Liputan6.com, Jakarta - Ekonom memperkirakan neraca perdagangan Indonesia pada Juni 2017 akan kembali mencetak surplus berkisar antara US$ 716 juta-1,1 miliar. Proyeksi surplus neraca perdagangan tersebut lebih rendah dari ramalan Bank Indonesia (BI) sebesar US$ 1,4 miliar di bulan keenam ini.
Ekonom PT Bank Permata Tbk, Josua Pardede memperkirakan laju ekspor Indonesia di Juni ini turun 9,32 persen (year on year/YoY), dan pergerakan impor juga merosot 8,65 persen (Yoy).
"Karena itulah, neraca perdagangan Juni diperkirakan surplus US$ 716 juta," kata dia dalam Forecast Neraca Perdagangan yang diterima Liputan6.com, Jakarta, Senin (17/7/2017).

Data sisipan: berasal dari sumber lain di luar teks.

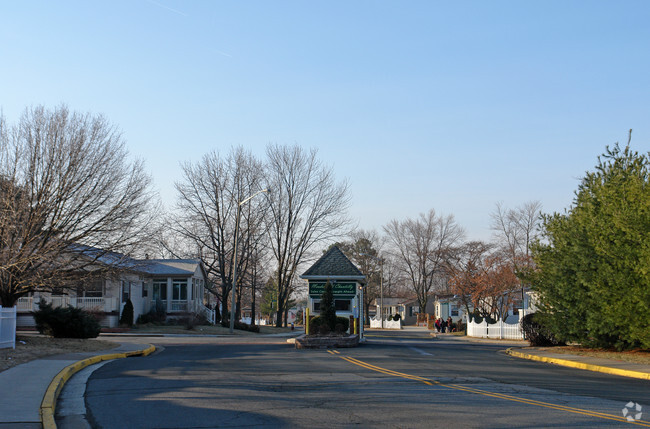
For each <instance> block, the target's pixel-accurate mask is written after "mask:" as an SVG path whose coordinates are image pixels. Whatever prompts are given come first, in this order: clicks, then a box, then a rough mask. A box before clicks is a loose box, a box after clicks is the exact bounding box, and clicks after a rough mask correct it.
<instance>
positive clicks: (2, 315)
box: [0, 307, 16, 349]
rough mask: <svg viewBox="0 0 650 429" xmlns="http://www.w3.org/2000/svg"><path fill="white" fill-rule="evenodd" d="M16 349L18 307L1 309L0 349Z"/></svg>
mask: <svg viewBox="0 0 650 429" xmlns="http://www.w3.org/2000/svg"><path fill="white" fill-rule="evenodd" d="M7 347H11V348H14V349H15V348H16V307H9V308H7V307H0V349H3V348H7Z"/></svg>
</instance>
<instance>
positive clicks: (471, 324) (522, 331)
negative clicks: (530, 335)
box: [467, 320, 524, 340]
mask: <svg viewBox="0 0 650 429" xmlns="http://www.w3.org/2000/svg"><path fill="white" fill-rule="evenodd" d="M467 336H468V337H479V338H498V339H506V340H523V339H524V331H522V329H521V325H520V324H519V323H515V324H510V323H506V322H504V321H503V320H499V321H498V322H497V323H492V324H488V323H487V322H486V321H485V320H483V322H482V323H474V321H471V322H469V323H468V324H467Z"/></svg>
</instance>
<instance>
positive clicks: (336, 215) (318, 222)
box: [266, 145, 349, 326]
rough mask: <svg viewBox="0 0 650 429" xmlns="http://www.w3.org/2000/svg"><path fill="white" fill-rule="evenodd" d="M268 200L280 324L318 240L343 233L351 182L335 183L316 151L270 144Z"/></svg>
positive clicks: (268, 236)
mask: <svg viewBox="0 0 650 429" xmlns="http://www.w3.org/2000/svg"><path fill="white" fill-rule="evenodd" d="M266 153H267V163H268V165H267V183H268V185H269V187H270V188H271V192H270V193H269V194H266V196H267V199H268V201H269V207H270V212H269V217H268V225H269V226H268V230H267V231H268V238H269V245H270V249H271V252H272V253H273V256H274V259H275V263H276V272H275V277H276V278H275V281H276V285H277V292H278V293H277V300H278V306H277V316H278V317H277V319H276V325H277V326H281V325H282V316H283V314H284V313H285V308H286V306H287V303H288V302H289V299H290V295H291V291H292V285H293V283H294V282H293V280H294V277H295V275H296V271H297V269H298V267H299V265H300V263H301V262H303V259H304V258H306V257H307V255H308V254H309V252H310V250H312V248H313V247H314V244H316V243H320V242H323V241H327V240H332V239H334V238H336V237H338V236H340V235H341V234H342V233H344V232H345V231H342V229H343V228H344V227H346V226H347V225H348V224H349V221H348V218H347V216H346V213H347V209H348V206H349V195H348V193H349V191H348V184H347V182H341V183H337V182H336V180H335V177H334V172H333V171H332V169H331V168H328V167H326V166H324V165H323V164H322V163H321V162H320V161H319V160H318V158H317V157H316V155H317V151H316V150H310V151H309V152H307V151H305V150H304V149H302V148H301V147H299V146H280V145H269V146H268V147H267V151H266Z"/></svg>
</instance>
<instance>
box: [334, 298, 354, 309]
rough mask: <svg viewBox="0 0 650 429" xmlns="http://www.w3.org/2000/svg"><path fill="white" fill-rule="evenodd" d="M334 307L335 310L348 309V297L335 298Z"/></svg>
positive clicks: (348, 302)
mask: <svg viewBox="0 0 650 429" xmlns="http://www.w3.org/2000/svg"><path fill="white" fill-rule="evenodd" d="M334 308H336V311H350V300H349V299H335V300H334Z"/></svg>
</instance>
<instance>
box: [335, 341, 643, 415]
mask: <svg viewBox="0 0 650 429" xmlns="http://www.w3.org/2000/svg"><path fill="white" fill-rule="evenodd" d="M328 352H329V353H330V354H332V355H338V354H339V352H338V351H336V350H334V351H329V350H328ZM337 357H339V358H341V359H343V360H345V361H347V362H350V363H351V364H354V365H357V366H360V367H362V368H366V369H369V370H371V371H376V372H380V373H382V374H386V375H392V376H395V377H400V378H406V379H409V380H414V381H419V382H421V383H424V384H426V385H429V386H433V385H438V386H441V387H446V388H448V389H454V390H460V391H463V392H467V393H473V394H476V395H483V396H488V397H492V398H497V399H504V400H507V401H512V402H519V403H522V404H527V405H534V406H537V407H544V408H550V409H554V410H560V411H567V412H570V413H574V414H582V415H585V416H589V417H597V418H601V419H607V420H614V421H617V422H624V423H631V424H635V425H638V426H643V427H650V422H645V421H643V420H636V421H628V420H627V419H626V418H625V417H622V416H615V415H613V414H606V413H601V412H598V411H589V410H583V409H580V408H573V407H567V406H564V405H557V404H551V403H548V402H541V401H535V400H533V399H526V398H520V397H517V396H512V395H506V394H503V393H495V392H489V391H486V390H481V389H475V388H473V387H466V386H460V385H458V384H445V383H441V382H439V381H435V380H431V379H428V378H425V377H419V376H417V375H411V374H405V373H402V372H397V371H393V370H390V369H386V368H382V367H379V366H376V365H372V364H369V363H367V362H364V361H361V360H359V359H355V358H353V357H349V356H341V355H338V356H337Z"/></svg>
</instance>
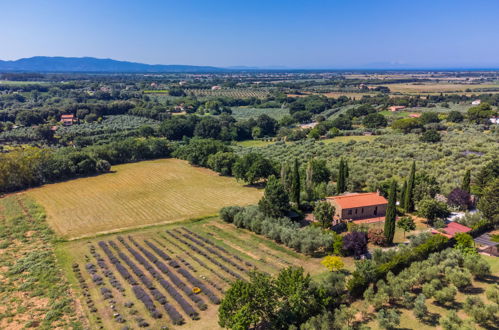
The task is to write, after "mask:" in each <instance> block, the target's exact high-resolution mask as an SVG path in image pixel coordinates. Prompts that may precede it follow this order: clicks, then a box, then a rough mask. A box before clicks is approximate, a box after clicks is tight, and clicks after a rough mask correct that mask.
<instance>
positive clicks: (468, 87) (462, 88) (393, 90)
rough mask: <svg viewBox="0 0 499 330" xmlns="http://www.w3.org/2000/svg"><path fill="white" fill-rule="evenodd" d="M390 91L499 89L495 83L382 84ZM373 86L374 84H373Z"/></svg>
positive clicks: (429, 90) (461, 90) (430, 90)
mask: <svg viewBox="0 0 499 330" xmlns="http://www.w3.org/2000/svg"><path fill="white" fill-rule="evenodd" d="M382 86H385V87H388V88H390V91H391V92H392V93H397V92H398V93H441V92H442V93H457V92H466V91H468V90H469V91H474V92H481V91H499V85H496V84H452V83H424V84H423V83H402V84H387V85H382ZM373 87H375V86H373Z"/></svg>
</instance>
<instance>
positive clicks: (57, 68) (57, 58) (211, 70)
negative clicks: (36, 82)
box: [0, 56, 228, 73]
mask: <svg viewBox="0 0 499 330" xmlns="http://www.w3.org/2000/svg"><path fill="white" fill-rule="evenodd" d="M16 71H18V72H95V73H97V72H106V73H167V72H193V73H194V72H197V73H203V72H225V71H228V69H223V68H216V67H212V66H195V65H159V64H158V65H150V64H143V63H135V62H126V61H116V60H113V59H101V58H94V57H48V56H35V57H30V58H21V59H19V60H15V61H2V60H0V72H16Z"/></svg>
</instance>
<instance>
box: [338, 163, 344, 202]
mask: <svg viewBox="0 0 499 330" xmlns="http://www.w3.org/2000/svg"><path fill="white" fill-rule="evenodd" d="M336 190H337V193H338V194H341V193H343V192H345V164H344V163H343V159H340V165H339V167H338V179H337V180H336Z"/></svg>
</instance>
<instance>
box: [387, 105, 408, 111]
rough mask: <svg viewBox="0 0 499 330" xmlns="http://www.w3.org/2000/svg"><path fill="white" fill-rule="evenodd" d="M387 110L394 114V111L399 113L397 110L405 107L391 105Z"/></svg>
mask: <svg viewBox="0 0 499 330" xmlns="http://www.w3.org/2000/svg"><path fill="white" fill-rule="evenodd" d="M388 109H389V110H390V111H392V112H395V111H399V110H402V109H405V106H403V105H392V106H391V107H389V108H388Z"/></svg>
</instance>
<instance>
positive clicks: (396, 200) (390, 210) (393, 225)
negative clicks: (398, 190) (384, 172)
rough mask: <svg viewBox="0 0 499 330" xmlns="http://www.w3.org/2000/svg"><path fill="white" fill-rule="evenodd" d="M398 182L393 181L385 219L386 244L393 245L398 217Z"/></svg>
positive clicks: (389, 192)
mask: <svg viewBox="0 0 499 330" xmlns="http://www.w3.org/2000/svg"><path fill="white" fill-rule="evenodd" d="M396 203H397V182H396V181H395V180H393V181H392V184H391V186H390V192H389V193H388V207H387V209H386V217H385V230H384V233H385V238H386V244H388V245H391V244H393V236H395V220H396V217H397V204H396Z"/></svg>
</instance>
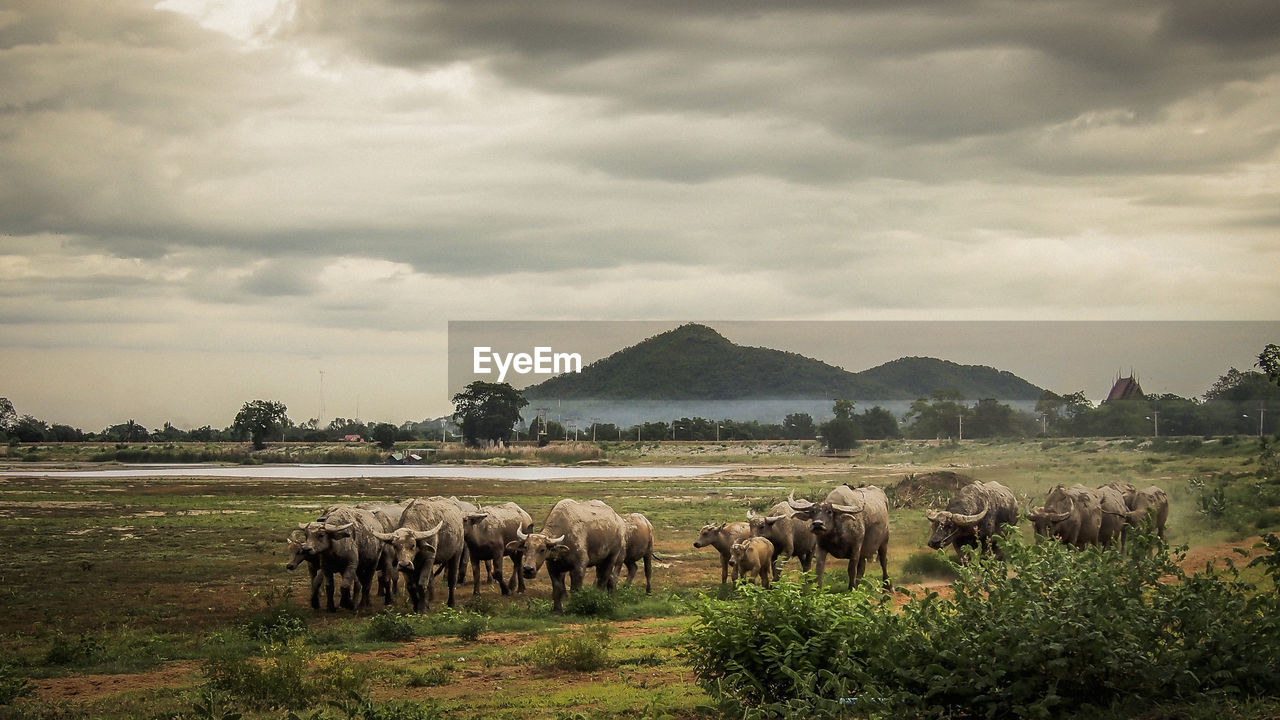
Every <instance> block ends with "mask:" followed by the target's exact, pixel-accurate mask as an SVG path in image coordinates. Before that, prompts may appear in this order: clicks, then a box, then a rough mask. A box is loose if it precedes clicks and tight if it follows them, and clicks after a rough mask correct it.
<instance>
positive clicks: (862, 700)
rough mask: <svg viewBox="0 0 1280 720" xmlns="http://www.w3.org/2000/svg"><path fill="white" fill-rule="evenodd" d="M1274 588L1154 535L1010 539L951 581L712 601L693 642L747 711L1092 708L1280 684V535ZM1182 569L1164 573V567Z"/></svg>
mask: <svg viewBox="0 0 1280 720" xmlns="http://www.w3.org/2000/svg"><path fill="white" fill-rule="evenodd" d="M1267 543H1268V555H1265V556H1262V557H1261V559H1260V560H1258V561H1256V564H1258V565H1261V566H1262V568H1263V570H1265V573H1266V574H1267V575H1270V578H1271V584H1272V588H1268V591H1270V592H1260V588H1258V587H1256V585H1253V584H1249V583H1245V582H1243V580H1242V579H1240V577H1239V573H1238V571H1236V569H1235V568H1234V566H1229V568H1228V569H1226V570H1225V571H1221V573H1220V571H1215V570H1208V569H1207V570H1206V571H1203V573H1197V574H1194V575H1187V574H1184V573H1183V570H1181V568H1180V565H1179V560H1180V559H1181V557H1180V553H1174V555H1172V556H1171V555H1170V553H1167V552H1165V551H1164V550H1162V548H1157V547H1155V543H1153V541H1152V538H1151V537H1149V536H1138V537H1135V538H1132V539H1130V543H1129V547H1128V550H1126V552H1124V553H1121V552H1119V551H1098V550H1088V551H1084V552H1080V551H1075V550H1073V548H1069V547H1066V546H1062V544H1060V543H1053V542H1043V543H1038V544H1030V546H1029V544H1024V543H1021V542H1018V541H1014V542H1009V543H1007V544H1006V546H1005V547H1006V553H1007V556H1009V560H1007V562H1001V561H997V560H995V559H991V557H978V559H975V560H974V561H973V562H972V564H970V565H968V566H964V568H960V569H959V573H960V578H959V579H957V580H956V583H954V584H952V596H951V597H950V598H943V597H940V596H938V594H936V593H932V592H928V593H922V594H915V596H913V597H911V600H910V601H909V602H908V603H906V606H905V607H902V609H901V611H899V610H896V609H895V607H893V603H892V602H891V601H890V600H888V597H887V596H883V594H879V593H876V594H868V593H861V592H854V593H849V594H828V593H824V592H822V591H820V589H817V588H813V587H812V585H808V584H795V583H777V584H776V585H774V588H773V589H771V591H764V589H762V588H755V587H750V585H748V587H744V588H740V592H741V596H740V598H737V600H731V601H714V600H708V601H705V602H704V603H703V605H701V606H700V607H699V609H698V614H699V620H698V621H696V623H695V624H694V625H692V626H691V628H690V630H689V632H687V650H686V652H687V657H689V660H690V662H691V665H692V666H694V671H695V673H696V674H698V678H699V682H700V683H701V685H703V687H704V688H705V689H707V692H708V693H710V696H712V697H713V698H714V701H716V702H717V705H718V708H719V710H721V711H722V712H724V714H726V715H730V716H739V717H800V716H803V717H844V716H847V714H849V712H854V714H855V715H869V716H916V717H983V716H984V717H996V716H1015V717H1055V716H1079V717H1092V716H1097V715H1100V714H1103V712H1114V711H1115V710H1116V708H1117V707H1129V706H1134V703H1138V705H1143V703H1146V705H1147V706H1149V705H1152V703H1155V702H1157V701H1161V700H1165V698H1170V697H1194V696H1215V697H1220V698H1239V700H1252V698H1265V697H1275V696H1276V694H1280V598H1277V596H1276V593H1275V583H1276V580H1277V579H1280V541H1277V539H1276V538H1275V537H1274V536H1268V537H1267ZM1170 578H1171V579H1172V580H1174V582H1162V579H1164V580H1167V579H1170Z"/></svg>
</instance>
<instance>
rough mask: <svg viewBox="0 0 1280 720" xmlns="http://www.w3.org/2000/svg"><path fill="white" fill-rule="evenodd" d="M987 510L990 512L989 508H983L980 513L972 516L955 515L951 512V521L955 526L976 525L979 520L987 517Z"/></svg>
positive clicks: (990, 509)
mask: <svg viewBox="0 0 1280 720" xmlns="http://www.w3.org/2000/svg"><path fill="white" fill-rule="evenodd" d="M988 510H991V507H989V506H988V507H983V509H982V512H975V514H973V515H957V514H955V512H952V514H951V521H952V523H955V524H956V525H977V524H978V521H979V520H982V519H983V518H986V516H987V511H988Z"/></svg>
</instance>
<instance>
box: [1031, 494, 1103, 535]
mask: <svg viewBox="0 0 1280 720" xmlns="http://www.w3.org/2000/svg"><path fill="white" fill-rule="evenodd" d="M1027 516H1028V518H1029V519H1030V521H1032V524H1033V525H1034V527H1036V534H1038V536H1043V537H1051V538H1057V539H1059V541H1060V542H1064V543H1066V544H1074V546H1075V547H1079V548H1083V547H1085V546H1089V544H1097V542H1098V532H1100V530H1101V527H1102V501H1101V498H1100V497H1098V493H1096V492H1094V491H1093V489H1092V488H1087V487H1084V486H1082V484H1074V486H1071V487H1065V486H1056V487H1055V488H1053V489H1051V491H1050V492H1048V497H1046V498H1044V505H1042V506H1041V507H1036V509H1033V510H1030V511H1028V514H1027Z"/></svg>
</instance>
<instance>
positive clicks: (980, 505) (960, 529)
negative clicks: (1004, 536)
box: [925, 482, 1018, 560]
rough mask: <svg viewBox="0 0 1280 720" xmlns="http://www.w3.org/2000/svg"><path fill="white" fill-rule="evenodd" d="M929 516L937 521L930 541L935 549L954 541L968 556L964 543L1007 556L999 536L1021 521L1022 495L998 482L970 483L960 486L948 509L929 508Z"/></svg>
mask: <svg viewBox="0 0 1280 720" xmlns="http://www.w3.org/2000/svg"><path fill="white" fill-rule="evenodd" d="M925 516H927V518H928V519H929V523H931V524H932V525H933V530H932V533H931V534H929V543H928V544H929V547H932V548H933V550H938V548H940V547H942V546H945V544H948V543H950V544H951V547H954V548H955V551H956V555H960V556H961V557H964V555H961V553H960V548H961V547H966V546H968V547H977V548H979V550H980V551H982V552H992V553H995V556H996V557H998V559H1001V560H1004V559H1005V553H1004V551H1001V550H1000V544H998V542H997V538H1000V537H1001V536H1004V534H1006V533H1007V532H1009V530H1010V529H1011V528H1014V527H1015V525H1018V498H1016V497H1014V492H1012V491H1011V489H1009V488H1007V487H1005V486H1002V484H1000V483H997V482H989V483H970V484H968V486H965V487H963V488H960V492H957V493H956V496H955V497H952V498H951V502H948V503H947V509H946V510H941V511H938V510H929V511H928V512H925Z"/></svg>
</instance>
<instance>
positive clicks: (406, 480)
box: [0, 438, 1280, 717]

Ia menjelaskan, kinerja ekspor Indonesia pada bulan keenam ini didorong faktor musiman Idul Fitri, serta libur panjang Lebaran yang mengakibatkan aktivitas perdagangan turun signifikan.
Baca Juga
Advertisement
Volume ekspor, ucap Josua, ikut turun dipengaruhi melambatnya aktivitas manufaktur pada beberapa mitra dagang Indonesia, yakni Amerika Serikat (AS), Jepang, India, dan Singapura.
"Secara pricewise, harga beberapa komoditas ekspor cenderung melambat pada Juni ini, yakni minyak kelapa sawit mentah (CPO) dan karet alam," ia menerangkan.
Lebih jauh, tutur Josua, laju impor turun karena melambatnya aktivitas manufaktur domestik pada Juni. Indikasinya adalah penurunan volume produksi akibat faktor musiman sehingga menyebabkan impor bahan baku dan impor barang modal melorot.
Sementara itu, ekonom SKHA Institute for Global Competitiveness (SIGC), Eric Sugandi, meramalkan surplus neraca perdagangan Juni lebih besar, yakni sekitar US$ 1,1 miliar.
"Ekspor diperkirakan tumbuh 15,9 persen (YoY), impor tumbuh 16,7 persen (YoY). Nilai ekspor di Juni lebih besar daripada impor, sehingga ekspektasi saya surplus US$ 1,1 miliar di Juni 2017," ujar Eric.
Eric mengaku, pendorong kinerja ekspor utamanya dari ekspor nonmigas, seperti CPO, batu bara, dan komoditas lain hasil perkebunan, serta minyak dan gas (migas) meskipun harga migas sedang turun (month to month/MoM), tapi permintaannya meningkat.
"Adapun impor di Juni dipengaruhi permintaan musiman Lebaran, terutama barang-barang konsumsi dan bahan baku produksi," ujar Mantan Ekonom Standard Chartered Bank itu.
Sebagai informasi, perkiraan surplus neraca perdagangan pada Juni 2017 sekitar US$ 716 juta-1,1 miliar lebih tinggi dibanding realisasi Mei 2017 sebesar US$ 470 juta. Namun proyeksi neraca dagang dari Josua Pardede lebih rendah dari capaian Juni 2016 yang sebesar US$ 900,2 juta.
Dibanding perkiraan BI yang sebesar US$ 1,4 miliar, ramalan neraca perdagangan Juni oleh kedua ekonom sama-sama lebih rendah.